About a week ago, I changed the water in my aquarium. What a fool I was! I realize now I could have sold the thing to Tony Scott to shoot his next movie through. At least, I could have if he plans on making his next film look anything like Domino, which appears to have been lensed through a thick film of algae.
This isn’t very surprising, since his last opus, Man on Fire, boasted a similar appearance, but was, if anything, an even more loathsome piece of cinema. I’m not sure why Scott feels compelled to shoot these films in deliberately repellent colors and load them down with pointlessly jumbled cutting and shaky camerawork. I suspect it’s an ill-advised attempt by the director of Top Gun, Beverly Hills Cop and Days of Thunder to attain some kind of artistic credibility with critics. It ain’t working.
This isn’t a case of style-over-substance; Scott’s is merely grafted-on style instead of substance. And considering the fact that the look and the strobe-like flashes in the editing are all pretty obviously done via computer in post-production, it’s all the more grafted on.
The only thing that keeps this fraudulent biopic from being as bad as Man on Fire is that it at least doesn’t pretend to be anything other than a trash movie. Unless you factor in some absurd nonsense about mother love and saving a child’s life that gets dragged in by the scruff of the neck late in the film, Domino is just a hipper-than-thou exercise in gratuitous violence.
In fact, if this movie were even half as hip as it thinks, it’d die from an overdose of coolness.
Domino aspires to the kind of trash-masterpiece status that Tarantino achieved with the two halves of Kill Bill, but the best it manages is to be a seriously ugly, fitfully amusing mess. Ironically, the most amusing thing about the film comes from Scott’s making the entire movie in this pseudo-hallucinatory LSD-chrome approach, but then being completely up a stump when the proceedings call for him to create an hallucinatory scene where our anti-heroes are dosed with mescaline. What does he do? Nothing. This part of the film looks just like the rest, except that it brings on Tom Waits as “The Wanderer,” a sort of desert prophet-ex-machina, who appears to have wandered in from one of Oliver Stone’s more fevered excesses.

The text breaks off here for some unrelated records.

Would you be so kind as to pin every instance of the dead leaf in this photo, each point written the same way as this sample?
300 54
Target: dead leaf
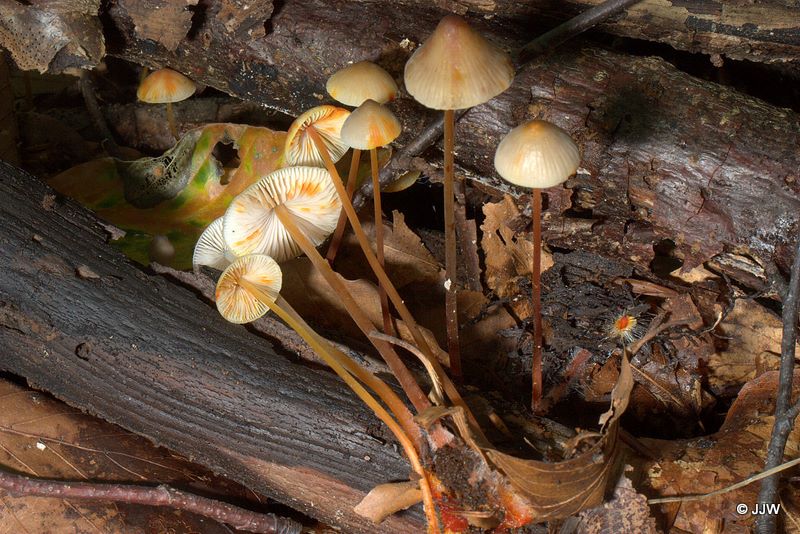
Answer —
753 340
52 35
508 253
705 464
40 436
387 499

As a story … well, yes, there really was a Domino Harvety. She really was the daughter of Laurence Harvey (who died when Domino was 3, not 8, as the film has it). She really was a bounty hunter. She was also an out-lesbian, which the film never gets near. But then, with its “based on a true story … sort of” opening, Domino admits its passing relationship with truth.
So it’s probably unfair to carp about any departures from reality, but it’s certainly reasonable to complain that what replaces reality isn’t very good or compelling. It’s equally fair to note that Keira Knightley, who plays Domino, simply can’t carry a film and looks even less impressive next to Mickey Rourke’s laidback cool and Christopher Walken’s manic energy. And no amount of algae-coated, peripatetic camera work is going to change that. Rated R for strong violence, pervasive language, sexual content/nudity and drug use.